Arbeitslose, Hartz IV Empfänger sind aus der Sicht von Banken erstmal nur eines: Kunden mit einem negativen Deckungsbeitrag. Das heisst: Sie kosten mehr als sie bringen. Wenn es auf dem Konto eng wird, werden die Konten gern gekündigt. Wie heißt es so schön: „Was Du nicht willst dass, man Dir tu....“ Nach Millardenschulden und ebensogroßen Hilfen vom Staat gewinnt diese einfache Regel besondere Bedeutung. Viele Banken reklamierten das Recht auf Hilfe. Begründet wurde das mit der Systemrelevanz. Wie systemrelevant ist der Anspruch jedes Bürgers auf ein Girokonto?  Von Michael Frewert

Eine aus dem Fernsehen bekannte Geschichte: Ein junger Mann steht an der Kasse eines Supermarktes, seine wenigen Einkaufsartikel liegen vor ihm auf dem Band. Er ist dran. Ein paar Mal piept der Scanner und plötzlich ruft die Kassiererin laut und schrill durch den ganzen Laden: „HELGAAAA!!! WAS KOSTEN DIE KONDOOOMEEEE!!!?!!!“

Hier ist eine live und in Farbe erlebte Geschichte: Ähnlich wie dem jungen Mann ging es wohl auch Frau Brigitte S. aus Freiburg, als sie sich bei ihrer Volksbankfiliale mit Bargeld versorgen wollte. Nach ihren Angaben stand sie am Geldautomaten, während sich hinter ihr eine Schlange bildete. Einer der Bankangestellten begann laut von ihr als Hartz IV- Empfängerin zu reden. Alle Kunden in der Filiale konnten frei mithören. Frau Brigitte S. packte die Scham. Um nicht weiter auffällig zu werden ging sie zum Schalter der Bank, unterzeichnete die ihr dargebotene Kündigung ihres Girokontos und ging. Die Bank wollte zu diesem konkreten Fall keine Stellung nehmen. Aus DATENSCHUTZGRÜNDEN, wie ein Mitarbeiter verlauten ließ. Ist das die Regel oder die Ausnahme?

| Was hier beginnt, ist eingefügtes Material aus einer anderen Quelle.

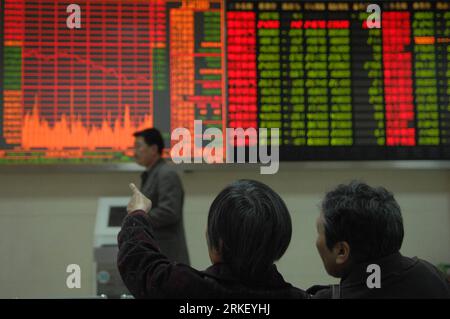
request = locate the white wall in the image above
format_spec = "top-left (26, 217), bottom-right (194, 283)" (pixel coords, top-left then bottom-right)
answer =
top-left (0, 166), bottom-right (450, 298)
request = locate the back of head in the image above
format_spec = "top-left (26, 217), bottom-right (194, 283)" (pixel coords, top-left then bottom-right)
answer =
top-left (322, 181), bottom-right (404, 263)
top-left (207, 180), bottom-right (292, 283)
top-left (133, 128), bottom-right (164, 154)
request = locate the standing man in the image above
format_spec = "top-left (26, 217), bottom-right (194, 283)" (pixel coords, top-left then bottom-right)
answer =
top-left (133, 128), bottom-right (189, 265)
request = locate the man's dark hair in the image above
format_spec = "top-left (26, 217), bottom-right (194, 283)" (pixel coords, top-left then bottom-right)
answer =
top-left (322, 181), bottom-right (404, 263)
top-left (133, 128), bottom-right (164, 154)
top-left (207, 180), bottom-right (292, 284)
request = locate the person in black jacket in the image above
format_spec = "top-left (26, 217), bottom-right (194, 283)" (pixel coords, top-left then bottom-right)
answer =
top-left (307, 181), bottom-right (450, 298)
top-left (117, 180), bottom-right (309, 299)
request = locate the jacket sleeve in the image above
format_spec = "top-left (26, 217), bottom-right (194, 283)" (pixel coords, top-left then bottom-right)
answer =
top-left (117, 210), bottom-right (199, 298)
top-left (148, 171), bottom-right (183, 228)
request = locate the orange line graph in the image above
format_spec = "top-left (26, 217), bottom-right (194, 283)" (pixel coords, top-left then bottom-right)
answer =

Wie immer lohnt es sich, ein wenig tiefer zu graben.

 

Kunden mit Staatsgarantie sind bei Banken nicht willkommen


Man sollte annehmen, es handele sich hier um eine Ausnahmeerscheinung. Allerdings berichtete der soziale Verein „Nachbarschaftswerk“ in einem Bericht vom September 2009, dass es immer wieder vorkommt, das Banken ALG II- Empfängern die Neueröffnung eines Girokontos verweigern. Für Betroffene hat das Folgen. Sie müssen persönlich bei der Agentur erscheinen, um sich einen Scheck in der Höhe des ihnen zustehenden Regelsatzes aushändigen zu lassen. Das ist nicht nur umständlich. Sondern auch kostspielig: Anfahrtskosten, Bearbeitungsgebühr der Agentur in Höhe von 2.10 Euro und die Bank erhebt zusätzlich noch ihren „kleinen“ Obolus für die Einlösung des Schecks. Der Betrag variiert von Bank zu Bank. In Anbetracht einer maximalen Summe von 359,- Euro monatlich tut jeder unnütz ausgegebene Euro weh.

 

Die freiwillige Selbstverpflichtungserklärung von 1995

Um zusätzliche Kosten zu vermeiden, sollte man sich an die nächste Erwerbslosen- oder Sozialberatungsstelle wenden und sich mit einem der dort beschäftigten Sozialarbeiter zum nächsten Bankbesuch begleiten lassen und seine Situation sachlich schildern.  Was die wenigsten wissen: Die deutschen Banken haben 1995 eine freiwillige Selbstverpflichtungserklärung (Empfehlung des Zentralen Kreditausschusses der Deutschen Banken zum Girokonto für jedermann 1995) unterzeichnet, die auch Einkommensschwächeren Gesellschaftsmitgliedern ein Girokonto garantieren soll. Darauf kann man pochen. Moralisch wenigstens.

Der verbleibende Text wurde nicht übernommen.